Running 2.12

From: Dr. Eddie (eackad_at_gmail.com)
Date: Fri Oct 13 2017 - 19:56:46 CDT

Hi all,
I'm pretty sure I have cuda 8 for the gtx 1080's but namd nightly build
from a few days ago won't run:
[eackad_at_node1 NAMD_Git-2017-10-11_Linux-x86_64-multicore-CUDA]$ ls
announce.txt flipbinpdb lib libcufft.so.8.0 namd2
psfgen sortreplicas
charmrun flipdcd libcudart.so.8.0 license.txt notes.txt
README.txt
[eackad_at_node1 NAMD_Git-2017-10-11_Linux-x86_64-multicore-CUDA]$ ldd namd2
        linux-vdso.so.1 => (0x00007ffc5477a000)
        libpthread.so.0 => /usr/lib64/libpthread.so.0 (0x00007f3fda639000)
        libdl.so.2 => /usr/lib64/libdl.so.2 (0x00007f3fda434000)
        librt.so.1 => /usr/lib64/librt.so.1 (0x00007f3fda22c000)
        libm.so.6 => /usr/lib64/libm.so.6 (0x00007f3fd9f2a000)
        libstdc++.so.6 => /usr/lib64/libstdc++.so.6 (0x00007f3fd9c21000)
        libgcc_s.so.1 => /usr/lib64/libgcc_s.so.1 (0x00007f3fd9a0b000)
        libc.so.6 => /usr/lib64/libc.so.6 (0x00007f3fd9649000)
        /lib64/ld-linux-x86-64.so.2 (0x00007f3fda870000)

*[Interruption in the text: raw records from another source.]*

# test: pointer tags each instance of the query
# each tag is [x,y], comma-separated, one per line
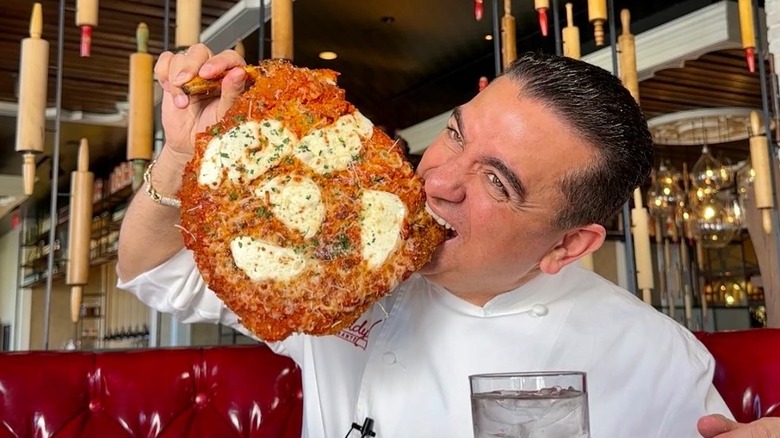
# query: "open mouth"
[451,232]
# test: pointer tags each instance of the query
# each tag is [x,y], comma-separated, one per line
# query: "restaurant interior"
[700,240]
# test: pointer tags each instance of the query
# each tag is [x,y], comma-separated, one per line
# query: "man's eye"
[454,134]
[496,182]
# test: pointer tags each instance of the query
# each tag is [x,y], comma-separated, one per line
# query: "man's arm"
[719,426]
[149,236]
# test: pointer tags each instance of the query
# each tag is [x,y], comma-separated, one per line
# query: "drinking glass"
[530,405]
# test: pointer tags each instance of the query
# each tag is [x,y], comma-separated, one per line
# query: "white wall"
[9,258]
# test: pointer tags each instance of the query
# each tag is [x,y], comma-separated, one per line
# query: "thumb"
[232,86]
[714,425]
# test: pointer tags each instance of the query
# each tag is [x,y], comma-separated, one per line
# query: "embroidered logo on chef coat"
[357,333]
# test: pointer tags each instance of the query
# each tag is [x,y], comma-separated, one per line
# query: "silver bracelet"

[eackad_at_node1 NAMD_Git-2017-10-11_Linux-x86_64-multicore-CUDA]$ ./namd2
Charm++: standalone mode (not using charmrun)
Charm++> Running in Multicore mode: 1 threads
Charm++> Using recursive bisection (scheme 3) for topology aware partitions
Converse/Charm++ Commit ID: v6.8.0-57-g5705b64-namd-charm-
6.8.0-build-2017-Sep-12-21260
Warning> Randomization of virtual memory (ASLR) is turned on in the kernel,
thread migration may not work! Run 'echo 0 >
/proc/sys/kernel/randomize_va_space'
as root to disable it, or try running with '+isomalloc_sync'.
CharmLB> Load balancer assumes all CPUs are same.
Charm++> Running on 1 unique compute nodes (56-way SMP).
Charm++> cpu topology info is gathered in 0.001 seconds.
Info: Built with CUDA version 8000
FATAL ERROR: CUDA error cudaGetDeviceCount(&deviceCount) in file
src/DeviceCUDA.C, function initialize
 on Pe 0 (node1.cl.siue.edu): CUDA driver version is insufficient for CUDA
runtime version

But everything below says it is cuda 8... or am I seeing that wrong?

[eackad_at_node1 ~]$ nvidia-smi
Fri Oct 13 19:38:01 2017
+-----------------------------------------------------------
------------------+
| NVIDIA-SMI 367.27 Driver Version: 367.27
  |
|-------------------------------+----------------------+----
------------------+
| GPU Name Persistence-M| Bus-Id Disp.A | Volatile Uncorr.
ECC |
| Fan Temp Perf Pwr:Usage/Cap| Memory-Usage | GPU-Util Compute
M. |
|===============================+======================+====
==================|
| 0 GeForce GTX 1080 On | 0000:02:00.0 Off |
N/A |
| 27% 28C P8 6W / 180W | 0MiB / 8113MiB | 0%
Default |
+-------------------------------+----------------------+----
------------------+
| 1 GeForce GTX 1080 On | 0000:03:00.0 Off |
N/A |
| 27% 31C P8 6W / 180W | 0MiB / 8113MiB | 0%
Default |
+-------------------------------+----------------------+----
------------------+
| 2 GeForce GTX 1080 On | 0000:82:00.0 Off |
N/A |
| 27% 30C P8 6W / 180W | 0MiB / 8113MiB | 0%
Default |
+-------------------------------+----------------------+----
------------------+
| 3 GeForce GTX 1080 On | 0000:83:00.0 Off |
N/A |
| 27% 28C P8 6W / 180W | 0MiB / 8113MiB | 0%
Default |
+-------------------------------+----------------------+----
------------------+

+-----------------------------------------------------------
------------------+
| Processes: GPU
Memory |
| GPU PID Type Process name Usage
  |
|===========================================================
==================|
| No running processes found
   |
+-----------------------------------------------------------
------------------+

[eackad_at_node1 ~]$ /usr/local/cuda/samples/bin/x86_64/linux/release/
deviceQuery
/usr/local/cuda/samples/bin/x86_64/linux/release/deviceQuery Starting...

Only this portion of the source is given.